Fin novembre 2017, l’Institut national de la recherche agronomique (Inra) publiait un rapport listant les usages du glyphosate pour lesquels il existait des alternatives. Invité à l’Assemblée un an plus tard, le 29 novembre 2018, à faire le point sur les travaux de l’Inra sur ce dossier, son PDG Philippe Mauguin a rappelé : « Ce rapport a été produit en un mois. De nombreux aspects sont encore à approfondir, notamment concernant le coût des alternatives. »

Mesurer les surcoûts éventuels liés aux alternatives

Pour lui, deux types de surcoûts peuvent être induits par l’arrêt du glyphosate. D’un côté, l’investissement dans des machines ou robots pour désherber de manière mécanique, et des frais plus structurels liés à la main d’œuvre ou à la consommation de carburant pour les pratiques nécessitant plus de passages du tracteur dans les champs. « Mais arrêter le glyphosate, c’est aussi réduire les charges liées au désherbage chimique », glisse Philippe Mauguin.
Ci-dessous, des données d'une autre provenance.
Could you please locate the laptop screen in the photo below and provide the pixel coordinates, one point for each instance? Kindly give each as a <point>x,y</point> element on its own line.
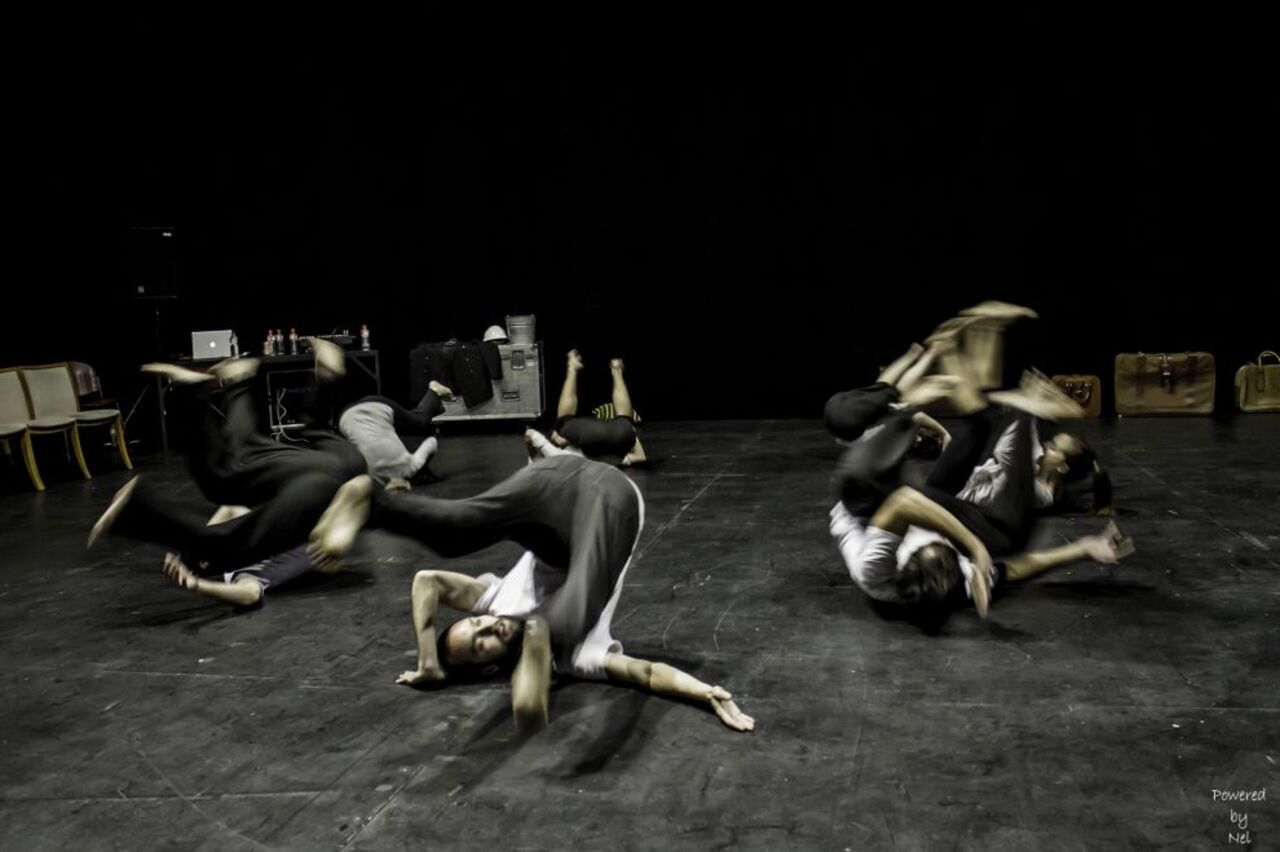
<point>211,344</point>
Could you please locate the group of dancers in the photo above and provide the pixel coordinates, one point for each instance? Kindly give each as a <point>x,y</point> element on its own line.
<point>928,518</point>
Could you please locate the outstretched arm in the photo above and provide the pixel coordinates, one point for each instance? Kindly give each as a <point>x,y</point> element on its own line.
<point>1107,548</point>
<point>531,681</point>
<point>432,589</point>
<point>908,507</point>
<point>666,679</point>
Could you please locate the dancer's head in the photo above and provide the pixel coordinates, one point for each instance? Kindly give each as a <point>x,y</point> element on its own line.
<point>1068,461</point>
<point>480,646</point>
<point>929,577</point>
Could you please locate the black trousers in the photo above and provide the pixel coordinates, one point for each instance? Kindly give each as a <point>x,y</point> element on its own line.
<point>575,514</point>
<point>410,421</point>
<point>599,439</point>
<point>1004,525</point>
<point>850,412</point>
<point>287,486</point>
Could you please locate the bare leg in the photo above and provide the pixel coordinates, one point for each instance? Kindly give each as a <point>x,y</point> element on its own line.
<point>892,372</point>
<point>330,360</point>
<point>531,679</point>
<point>621,395</point>
<point>567,406</point>
<point>920,367</point>
<point>336,532</point>
<point>243,591</point>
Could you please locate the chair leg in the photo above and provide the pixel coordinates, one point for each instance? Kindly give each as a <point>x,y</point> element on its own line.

L’Inra est mobilisée pour déterminer la balance, au cas par cas.

20 centimes de plus par bouteille de vin ?

« Nous devons, sous deux mois, proposer une méthode précise pour faire ces calculs », ajoute le PDG de l’Inra. À un niveau plus concret, l’ensemble des unités de recherche de l’institut sont engagées à ce que leur récolte 2020 soit « zéro glyphosate » : il s’agira de mesurer les impacts sur les rendements, sur les éventuels surcoûts induits, ainsi que sur de possibles retombées sur l’environnement. « L’agriculture de conservation s’appuie sur le glyphosate pour préserver les sols et stocker davantage de carbone atmosphérique. Ce type de paramètre doit aussi être suivi », ajoute-t-il.

Parmi les filières où l’aspect économique lié à l’arrêt du glyphosate est déjà documenté, Philippe Mauguin cite les vignobles en terrasse. Le glyphosate permet de désherber entre les rangs sans travail mécanique, susceptible de provoquer l’érosion des sols. Pour s’en passer, les alternatives nécessitent plus de main d’œuvre, à raison d’une personne pour 20 hectares, avec un surcoût estimé à 20 centimes par bouteille de vin.